Geolocation database assisted sub-Nyquist cooperative spectrum sensing for cognitive radio networks

Cognitive radio technology emerges as a highly promising solution for optimizing spectrum utilization in next-generation wireless communication systems. Spectrum sensing is crucial for cognitive radio systems, yet implementing Nyquist wideband spectrum sensing poses significant challenges, especially for compact commodity radios with limited energy and computational capabilities. To address these challenges, various sub-Nyquist alternatives have been developed, which overcome the limitations of traditional Nyquist sampling. However, sub-Nyquist techniques, which rely on compressive measurements, are vulnerable to issues such as multipath fading, shadowing, noise uncertainty, and varying channel conditions. To mitigate these issues, a cooperative sensing technique is employed, leveraging the spectral diversity of secondary users. This method enhances detection performance by having secondary users share the recovered spectral support with the master device. The master device then collectively determines the spectrum occupancy status, using the aggregated data to ensure optimal use of available frequencies and reducing the likelihood of interference with licensed users. To further streamline the process and improve detection performance, integrating prior information from a geolocation database is considered, resulting in a hybrid approach. This paper introduces a novel hybrid sub-Nyquist cooperative wideband spectrum sensing technique designed for cognitive radio networks.

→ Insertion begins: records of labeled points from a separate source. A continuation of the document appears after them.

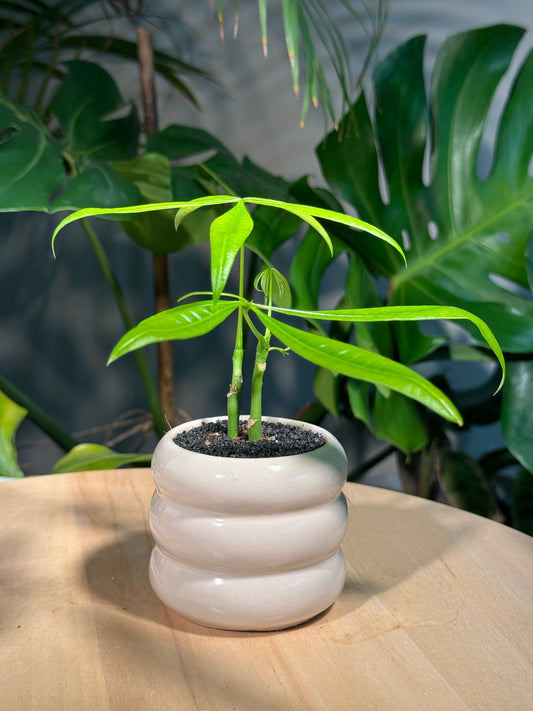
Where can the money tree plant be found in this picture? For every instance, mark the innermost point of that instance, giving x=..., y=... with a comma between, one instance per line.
x=267, y=318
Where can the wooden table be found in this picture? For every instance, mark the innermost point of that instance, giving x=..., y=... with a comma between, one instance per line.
x=436, y=613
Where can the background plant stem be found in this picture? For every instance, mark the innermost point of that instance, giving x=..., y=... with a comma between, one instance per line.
x=160, y=261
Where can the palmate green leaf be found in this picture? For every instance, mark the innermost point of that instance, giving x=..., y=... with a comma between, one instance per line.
x=30, y=159
x=359, y=363
x=228, y=233
x=306, y=213
x=11, y=415
x=91, y=457
x=467, y=234
x=179, y=323
x=404, y=313
x=118, y=212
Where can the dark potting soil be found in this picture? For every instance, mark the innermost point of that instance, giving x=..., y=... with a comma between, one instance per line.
x=278, y=440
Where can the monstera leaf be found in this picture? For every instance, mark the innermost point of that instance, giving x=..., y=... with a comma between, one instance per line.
x=69, y=169
x=421, y=167
x=465, y=233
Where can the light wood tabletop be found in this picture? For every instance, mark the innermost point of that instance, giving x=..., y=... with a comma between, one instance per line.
x=437, y=612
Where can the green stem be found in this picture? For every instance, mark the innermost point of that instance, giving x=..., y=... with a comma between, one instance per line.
x=38, y=416
x=140, y=358
x=254, y=425
x=234, y=394
x=255, y=430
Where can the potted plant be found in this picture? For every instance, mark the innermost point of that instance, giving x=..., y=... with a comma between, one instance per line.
x=244, y=541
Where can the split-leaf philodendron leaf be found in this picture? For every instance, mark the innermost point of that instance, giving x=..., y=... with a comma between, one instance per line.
x=466, y=234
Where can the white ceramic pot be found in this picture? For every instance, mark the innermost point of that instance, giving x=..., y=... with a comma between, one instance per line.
x=244, y=543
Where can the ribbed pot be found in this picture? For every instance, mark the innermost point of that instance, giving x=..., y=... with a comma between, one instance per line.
x=248, y=544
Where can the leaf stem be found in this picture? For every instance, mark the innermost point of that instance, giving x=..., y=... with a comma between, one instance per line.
x=234, y=393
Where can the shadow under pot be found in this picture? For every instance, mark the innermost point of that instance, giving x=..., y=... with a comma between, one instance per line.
x=248, y=543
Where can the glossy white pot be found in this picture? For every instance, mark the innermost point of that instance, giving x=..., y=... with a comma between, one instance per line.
x=248, y=544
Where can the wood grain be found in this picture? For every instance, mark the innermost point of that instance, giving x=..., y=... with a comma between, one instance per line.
x=437, y=612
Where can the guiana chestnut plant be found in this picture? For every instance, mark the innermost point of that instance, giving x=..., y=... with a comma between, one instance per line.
x=267, y=318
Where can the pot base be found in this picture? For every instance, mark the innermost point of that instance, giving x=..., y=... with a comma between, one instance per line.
x=251, y=603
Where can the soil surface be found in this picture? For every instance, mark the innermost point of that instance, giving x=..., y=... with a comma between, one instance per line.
x=278, y=440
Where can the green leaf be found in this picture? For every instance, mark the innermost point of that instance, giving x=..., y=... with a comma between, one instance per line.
x=97, y=184
x=86, y=96
x=308, y=213
x=517, y=413
x=467, y=234
x=359, y=363
x=90, y=457
x=11, y=415
x=404, y=313
x=181, y=322
x=464, y=485
x=30, y=159
x=228, y=233
x=274, y=285
x=117, y=212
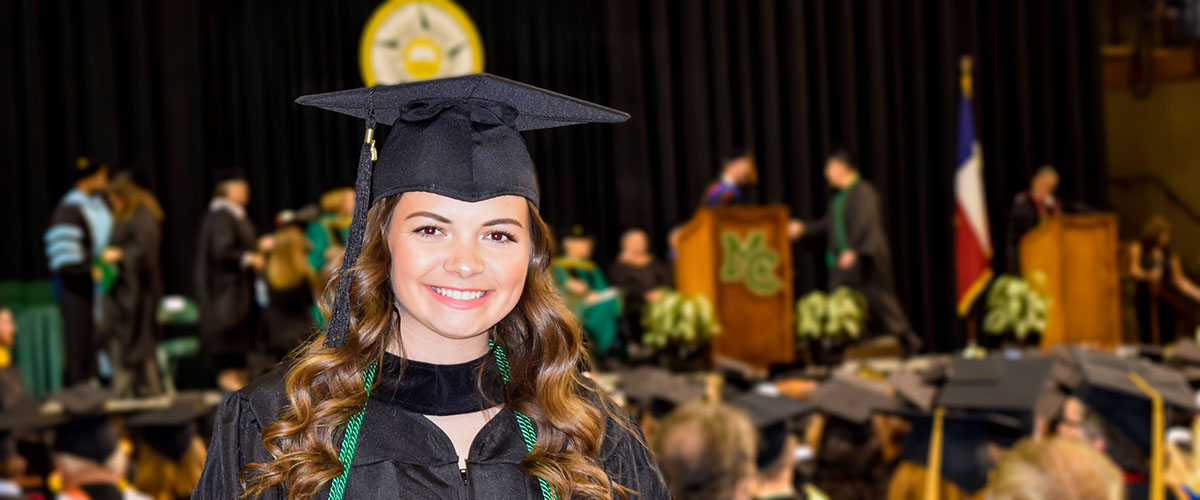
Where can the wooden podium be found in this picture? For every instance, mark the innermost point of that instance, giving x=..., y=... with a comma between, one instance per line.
x=1078, y=254
x=741, y=259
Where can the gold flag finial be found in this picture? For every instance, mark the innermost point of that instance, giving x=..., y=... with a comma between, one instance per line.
x=966, y=66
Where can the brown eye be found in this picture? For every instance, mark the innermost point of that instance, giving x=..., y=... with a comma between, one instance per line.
x=427, y=230
x=501, y=238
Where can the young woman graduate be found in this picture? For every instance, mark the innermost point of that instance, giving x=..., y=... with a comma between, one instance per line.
x=450, y=368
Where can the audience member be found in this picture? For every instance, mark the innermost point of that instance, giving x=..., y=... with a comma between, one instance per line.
x=227, y=260
x=1161, y=278
x=131, y=307
x=707, y=452
x=78, y=234
x=1055, y=469
x=639, y=276
x=586, y=290
x=291, y=281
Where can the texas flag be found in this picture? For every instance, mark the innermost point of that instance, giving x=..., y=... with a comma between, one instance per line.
x=972, y=240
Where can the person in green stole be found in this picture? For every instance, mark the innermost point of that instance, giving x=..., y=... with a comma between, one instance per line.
x=858, y=253
x=330, y=233
x=587, y=293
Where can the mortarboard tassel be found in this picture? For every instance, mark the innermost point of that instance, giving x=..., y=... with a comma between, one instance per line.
x=340, y=318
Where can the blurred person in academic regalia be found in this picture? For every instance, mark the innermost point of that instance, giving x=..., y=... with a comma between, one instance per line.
x=737, y=172
x=131, y=306
x=1162, y=283
x=75, y=248
x=330, y=233
x=585, y=289
x=1055, y=469
x=1030, y=209
x=858, y=253
x=707, y=452
x=11, y=387
x=291, y=282
x=640, y=277
x=227, y=261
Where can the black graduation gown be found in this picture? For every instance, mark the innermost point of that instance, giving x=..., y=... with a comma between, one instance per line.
x=225, y=288
x=76, y=293
x=131, y=307
x=871, y=273
x=402, y=455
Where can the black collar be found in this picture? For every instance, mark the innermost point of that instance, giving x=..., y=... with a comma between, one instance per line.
x=439, y=390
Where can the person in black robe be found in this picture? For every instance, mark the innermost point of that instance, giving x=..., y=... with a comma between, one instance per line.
x=639, y=276
x=225, y=279
x=857, y=252
x=1031, y=209
x=436, y=423
x=79, y=229
x=288, y=318
x=131, y=306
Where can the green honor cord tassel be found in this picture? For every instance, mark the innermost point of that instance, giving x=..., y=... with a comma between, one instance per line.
x=528, y=432
x=351, y=440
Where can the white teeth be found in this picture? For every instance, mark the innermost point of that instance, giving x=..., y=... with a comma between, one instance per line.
x=459, y=294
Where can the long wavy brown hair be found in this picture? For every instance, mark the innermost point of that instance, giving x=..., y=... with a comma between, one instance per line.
x=545, y=349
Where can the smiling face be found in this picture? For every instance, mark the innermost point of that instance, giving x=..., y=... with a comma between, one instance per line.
x=457, y=267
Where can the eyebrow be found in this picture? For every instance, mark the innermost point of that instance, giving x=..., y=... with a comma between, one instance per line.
x=503, y=221
x=429, y=215
x=447, y=221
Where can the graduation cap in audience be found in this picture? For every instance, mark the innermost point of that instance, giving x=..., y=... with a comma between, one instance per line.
x=18, y=419
x=658, y=391
x=85, y=427
x=456, y=137
x=773, y=416
x=999, y=386
x=171, y=431
x=1110, y=389
x=965, y=456
x=852, y=399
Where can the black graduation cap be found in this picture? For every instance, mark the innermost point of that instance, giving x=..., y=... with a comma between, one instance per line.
x=85, y=428
x=169, y=431
x=18, y=417
x=1109, y=391
x=913, y=389
x=456, y=137
x=966, y=438
x=995, y=385
x=771, y=415
x=852, y=399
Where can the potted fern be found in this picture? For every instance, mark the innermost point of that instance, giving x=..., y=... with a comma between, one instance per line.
x=679, y=327
x=1017, y=308
x=826, y=323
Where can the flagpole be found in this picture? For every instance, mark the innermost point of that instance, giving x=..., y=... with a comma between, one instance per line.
x=972, y=318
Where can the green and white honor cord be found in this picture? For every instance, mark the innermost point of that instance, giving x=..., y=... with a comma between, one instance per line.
x=349, y=443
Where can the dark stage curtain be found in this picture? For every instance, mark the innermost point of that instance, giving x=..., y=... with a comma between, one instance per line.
x=181, y=89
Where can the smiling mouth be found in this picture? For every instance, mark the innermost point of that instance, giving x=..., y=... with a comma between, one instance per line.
x=450, y=293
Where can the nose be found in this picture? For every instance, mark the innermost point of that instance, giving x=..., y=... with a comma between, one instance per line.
x=465, y=259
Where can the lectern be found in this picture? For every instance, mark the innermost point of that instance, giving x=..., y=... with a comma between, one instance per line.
x=741, y=259
x=1078, y=254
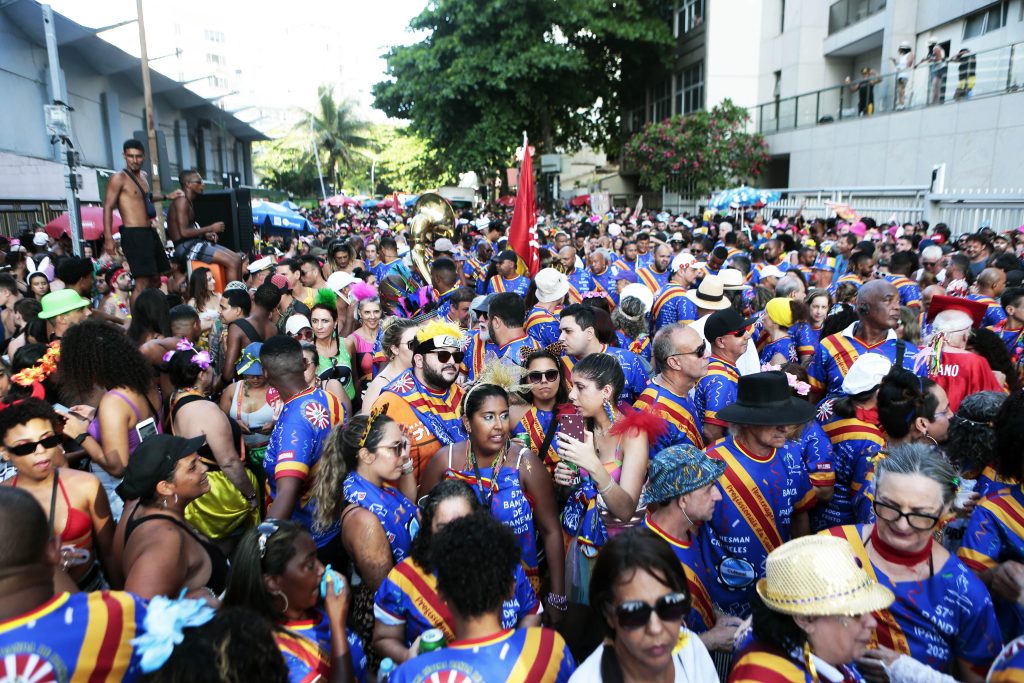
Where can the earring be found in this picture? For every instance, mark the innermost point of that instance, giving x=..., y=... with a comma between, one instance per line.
x=282, y=595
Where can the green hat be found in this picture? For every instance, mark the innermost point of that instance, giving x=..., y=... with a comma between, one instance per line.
x=60, y=302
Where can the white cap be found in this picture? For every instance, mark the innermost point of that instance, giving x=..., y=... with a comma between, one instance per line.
x=296, y=324
x=340, y=280
x=551, y=285
x=865, y=373
x=260, y=264
x=641, y=292
x=683, y=260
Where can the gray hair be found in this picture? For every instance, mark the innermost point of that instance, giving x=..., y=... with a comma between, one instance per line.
x=920, y=459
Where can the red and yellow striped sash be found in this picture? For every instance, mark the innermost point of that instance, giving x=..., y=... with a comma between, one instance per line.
x=888, y=632
x=747, y=496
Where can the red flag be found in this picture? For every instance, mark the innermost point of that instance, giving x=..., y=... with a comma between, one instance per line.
x=522, y=233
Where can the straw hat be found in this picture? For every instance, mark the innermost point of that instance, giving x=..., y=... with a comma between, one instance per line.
x=818, y=575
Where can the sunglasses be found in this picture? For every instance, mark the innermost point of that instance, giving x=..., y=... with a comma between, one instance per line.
x=636, y=613
x=444, y=356
x=265, y=530
x=28, y=449
x=538, y=377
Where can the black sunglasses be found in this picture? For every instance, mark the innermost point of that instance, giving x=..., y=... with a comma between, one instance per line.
x=537, y=377
x=29, y=449
x=265, y=530
x=444, y=356
x=636, y=613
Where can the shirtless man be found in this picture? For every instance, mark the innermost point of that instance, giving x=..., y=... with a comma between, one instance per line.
x=128, y=191
x=190, y=240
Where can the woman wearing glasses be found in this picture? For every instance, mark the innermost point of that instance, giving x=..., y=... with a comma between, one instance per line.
x=275, y=573
x=942, y=615
x=75, y=503
x=509, y=479
x=408, y=602
x=640, y=594
x=368, y=461
x=547, y=390
x=397, y=341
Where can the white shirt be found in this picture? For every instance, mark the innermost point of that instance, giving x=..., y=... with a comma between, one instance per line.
x=748, y=364
x=691, y=664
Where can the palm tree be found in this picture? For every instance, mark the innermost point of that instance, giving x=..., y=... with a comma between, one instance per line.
x=337, y=132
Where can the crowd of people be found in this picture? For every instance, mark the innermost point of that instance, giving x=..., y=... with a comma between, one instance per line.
x=689, y=447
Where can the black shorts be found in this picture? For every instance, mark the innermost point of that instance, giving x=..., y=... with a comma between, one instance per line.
x=196, y=250
x=144, y=252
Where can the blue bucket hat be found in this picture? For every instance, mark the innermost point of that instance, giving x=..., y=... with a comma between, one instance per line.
x=249, y=365
x=679, y=470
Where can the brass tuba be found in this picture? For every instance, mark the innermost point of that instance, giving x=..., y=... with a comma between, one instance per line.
x=432, y=218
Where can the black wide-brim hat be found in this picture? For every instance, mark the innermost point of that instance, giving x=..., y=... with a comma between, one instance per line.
x=764, y=398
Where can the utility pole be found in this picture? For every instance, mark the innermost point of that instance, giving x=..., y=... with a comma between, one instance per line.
x=151, y=122
x=58, y=125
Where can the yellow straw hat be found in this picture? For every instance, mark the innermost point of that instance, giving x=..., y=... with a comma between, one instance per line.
x=818, y=575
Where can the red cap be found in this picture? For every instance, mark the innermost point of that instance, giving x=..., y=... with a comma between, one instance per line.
x=975, y=309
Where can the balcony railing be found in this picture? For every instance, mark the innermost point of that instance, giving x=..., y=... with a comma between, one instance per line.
x=848, y=12
x=995, y=72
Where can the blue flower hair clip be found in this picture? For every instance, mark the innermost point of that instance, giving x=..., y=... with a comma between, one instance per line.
x=164, y=628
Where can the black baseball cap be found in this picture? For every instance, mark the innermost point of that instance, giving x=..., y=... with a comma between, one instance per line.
x=725, y=322
x=153, y=462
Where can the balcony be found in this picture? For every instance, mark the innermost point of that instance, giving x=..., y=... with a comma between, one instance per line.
x=847, y=12
x=996, y=72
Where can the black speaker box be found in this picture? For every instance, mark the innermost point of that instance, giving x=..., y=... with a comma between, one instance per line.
x=232, y=207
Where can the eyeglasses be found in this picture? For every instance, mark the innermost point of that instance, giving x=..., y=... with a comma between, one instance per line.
x=698, y=351
x=444, y=356
x=537, y=377
x=28, y=449
x=636, y=613
x=892, y=514
x=265, y=530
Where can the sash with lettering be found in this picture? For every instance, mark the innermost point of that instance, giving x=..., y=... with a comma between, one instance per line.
x=396, y=513
x=437, y=413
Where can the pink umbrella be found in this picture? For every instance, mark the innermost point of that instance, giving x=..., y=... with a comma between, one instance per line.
x=92, y=223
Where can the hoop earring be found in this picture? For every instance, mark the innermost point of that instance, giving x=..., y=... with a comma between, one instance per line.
x=280, y=593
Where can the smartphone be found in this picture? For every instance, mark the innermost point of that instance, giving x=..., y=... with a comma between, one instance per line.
x=572, y=425
x=145, y=429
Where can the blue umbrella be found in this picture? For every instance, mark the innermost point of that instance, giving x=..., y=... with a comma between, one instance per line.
x=278, y=216
x=742, y=197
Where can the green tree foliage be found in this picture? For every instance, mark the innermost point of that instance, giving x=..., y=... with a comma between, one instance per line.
x=706, y=151
x=489, y=70
x=341, y=136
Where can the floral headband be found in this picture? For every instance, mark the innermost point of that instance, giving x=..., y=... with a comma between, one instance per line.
x=202, y=358
x=802, y=388
x=45, y=367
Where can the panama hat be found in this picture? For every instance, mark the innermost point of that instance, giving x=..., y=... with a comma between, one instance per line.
x=710, y=295
x=60, y=302
x=818, y=575
x=764, y=398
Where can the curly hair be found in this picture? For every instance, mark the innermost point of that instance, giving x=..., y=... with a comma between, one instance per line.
x=236, y=646
x=340, y=457
x=96, y=353
x=489, y=548
x=245, y=586
x=446, y=489
x=971, y=436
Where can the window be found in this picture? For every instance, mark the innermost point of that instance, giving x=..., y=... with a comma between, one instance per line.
x=689, y=15
x=660, y=101
x=984, y=20
x=689, y=89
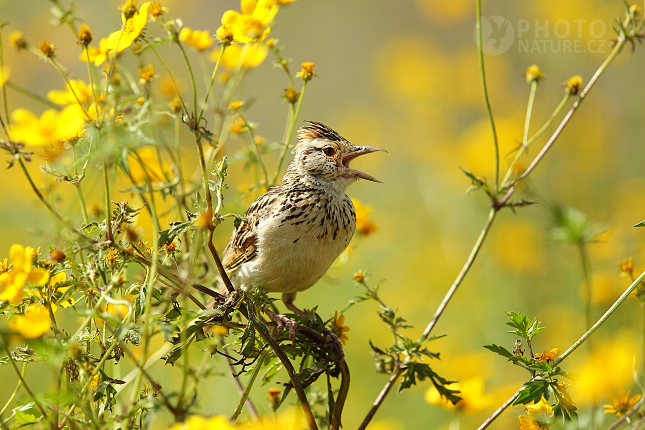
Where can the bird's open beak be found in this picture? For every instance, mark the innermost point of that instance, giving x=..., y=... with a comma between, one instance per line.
x=357, y=152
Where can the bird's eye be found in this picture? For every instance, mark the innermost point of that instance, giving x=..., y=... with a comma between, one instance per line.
x=329, y=151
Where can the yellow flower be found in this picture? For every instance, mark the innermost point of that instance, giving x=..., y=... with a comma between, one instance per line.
x=85, y=35
x=338, y=327
x=307, y=72
x=131, y=31
x=12, y=282
x=363, y=224
x=574, y=85
x=4, y=266
x=280, y=2
x=235, y=105
x=34, y=323
x=198, y=422
x=253, y=57
x=96, y=55
x=533, y=73
x=17, y=40
x=76, y=91
x=291, y=95
x=51, y=127
x=473, y=396
x=623, y=404
x=200, y=40
x=46, y=49
x=146, y=73
x=253, y=23
x=539, y=416
x=548, y=356
x=157, y=10
x=4, y=75
x=627, y=267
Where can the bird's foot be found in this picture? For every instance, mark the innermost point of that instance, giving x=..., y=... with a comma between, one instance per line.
x=331, y=338
x=281, y=322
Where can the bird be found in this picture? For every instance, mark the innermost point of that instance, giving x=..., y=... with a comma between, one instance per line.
x=292, y=234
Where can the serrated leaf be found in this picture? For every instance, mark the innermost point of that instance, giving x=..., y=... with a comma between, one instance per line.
x=500, y=350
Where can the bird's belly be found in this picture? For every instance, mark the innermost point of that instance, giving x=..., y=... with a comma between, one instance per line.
x=292, y=258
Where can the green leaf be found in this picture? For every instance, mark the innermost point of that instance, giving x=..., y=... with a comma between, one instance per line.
x=500, y=350
x=533, y=391
x=176, y=228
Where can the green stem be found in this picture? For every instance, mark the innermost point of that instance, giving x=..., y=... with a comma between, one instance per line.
x=49, y=206
x=24, y=383
x=482, y=76
x=5, y=104
x=292, y=126
x=297, y=386
x=464, y=271
x=15, y=391
x=192, y=80
x=572, y=348
x=210, y=85
x=108, y=203
x=152, y=275
x=584, y=257
x=533, y=138
x=247, y=390
x=614, y=53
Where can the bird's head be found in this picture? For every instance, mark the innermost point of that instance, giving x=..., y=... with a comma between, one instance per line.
x=323, y=155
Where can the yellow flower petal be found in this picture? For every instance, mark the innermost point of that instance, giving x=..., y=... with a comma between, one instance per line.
x=19, y=258
x=34, y=323
x=38, y=276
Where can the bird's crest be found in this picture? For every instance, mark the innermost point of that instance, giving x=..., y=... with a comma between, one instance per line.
x=316, y=130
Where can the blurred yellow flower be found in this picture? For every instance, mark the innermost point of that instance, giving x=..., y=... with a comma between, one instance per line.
x=363, y=225
x=473, y=396
x=200, y=40
x=622, y=404
x=84, y=35
x=76, y=90
x=539, y=416
x=51, y=127
x=253, y=57
x=4, y=75
x=548, y=356
x=131, y=31
x=307, y=71
x=34, y=323
x=574, y=85
x=146, y=73
x=533, y=73
x=603, y=372
x=155, y=171
x=338, y=327
x=12, y=282
x=253, y=23
x=17, y=40
x=198, y=422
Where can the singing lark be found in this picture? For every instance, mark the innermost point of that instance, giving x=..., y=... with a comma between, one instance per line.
x=295, y=231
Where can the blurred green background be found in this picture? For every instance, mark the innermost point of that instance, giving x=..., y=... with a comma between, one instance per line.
x=404, y=76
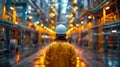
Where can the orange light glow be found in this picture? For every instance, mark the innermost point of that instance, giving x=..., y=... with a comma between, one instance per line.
x=89, y=17
x=107, y=8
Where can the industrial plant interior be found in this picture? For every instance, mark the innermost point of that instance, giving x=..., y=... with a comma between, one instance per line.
x=28, y=27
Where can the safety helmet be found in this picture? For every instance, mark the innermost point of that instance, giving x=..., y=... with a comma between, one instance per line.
x=61, y=29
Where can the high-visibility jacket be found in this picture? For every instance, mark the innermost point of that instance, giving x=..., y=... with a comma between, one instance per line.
x=60, y=54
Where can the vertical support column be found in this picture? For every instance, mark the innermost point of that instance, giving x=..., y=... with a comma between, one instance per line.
x=101, y=35
x=105, y=43
x=35, y=18
x=4, y=12
x=8, y=38
x=31, y=38
x=89, y=34
x=14, y=15
x=118, y=40
x=24, y=14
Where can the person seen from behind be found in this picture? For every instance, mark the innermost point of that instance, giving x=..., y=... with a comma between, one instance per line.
x=60, y=53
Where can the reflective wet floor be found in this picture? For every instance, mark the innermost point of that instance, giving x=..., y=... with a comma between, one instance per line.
x=85, y=58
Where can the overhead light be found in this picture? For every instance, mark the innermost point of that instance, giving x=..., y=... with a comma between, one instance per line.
x=82, y=22
x=12, y=8
x=114, y=31
x=89, y=17
x=30, y=17
x=37, y=22
x=29, y=11
x=107, y=8
x=16, y=22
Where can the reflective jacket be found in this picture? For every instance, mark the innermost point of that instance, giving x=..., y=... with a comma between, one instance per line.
x=60, y=54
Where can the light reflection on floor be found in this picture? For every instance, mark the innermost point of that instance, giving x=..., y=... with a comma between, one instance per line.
x=40, y=62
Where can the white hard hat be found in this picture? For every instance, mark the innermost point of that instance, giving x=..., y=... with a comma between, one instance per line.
x=61, y=29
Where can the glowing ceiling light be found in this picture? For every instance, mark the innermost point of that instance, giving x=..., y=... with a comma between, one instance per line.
x=30, y=17
x=82, y=22
x=89, y=17
x=107, y=8
x=114, y=31
x=12, y=8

The primary objectives of this technique include reducing computational and implementation complexity, particularly compared to conventional spectrum sensing schemes. Simulation results validate the efficacy of the proposed hybrid scheme, demonstrating superior detection performance compared to cooperative as well as non-cooperative sensing schemes. This research marks a significant advancement in addressing the challenges of spectrum sensing in cognitive radio networks, offering a more efficient and robust solution for spectrum utilization in dynamic wireless environments.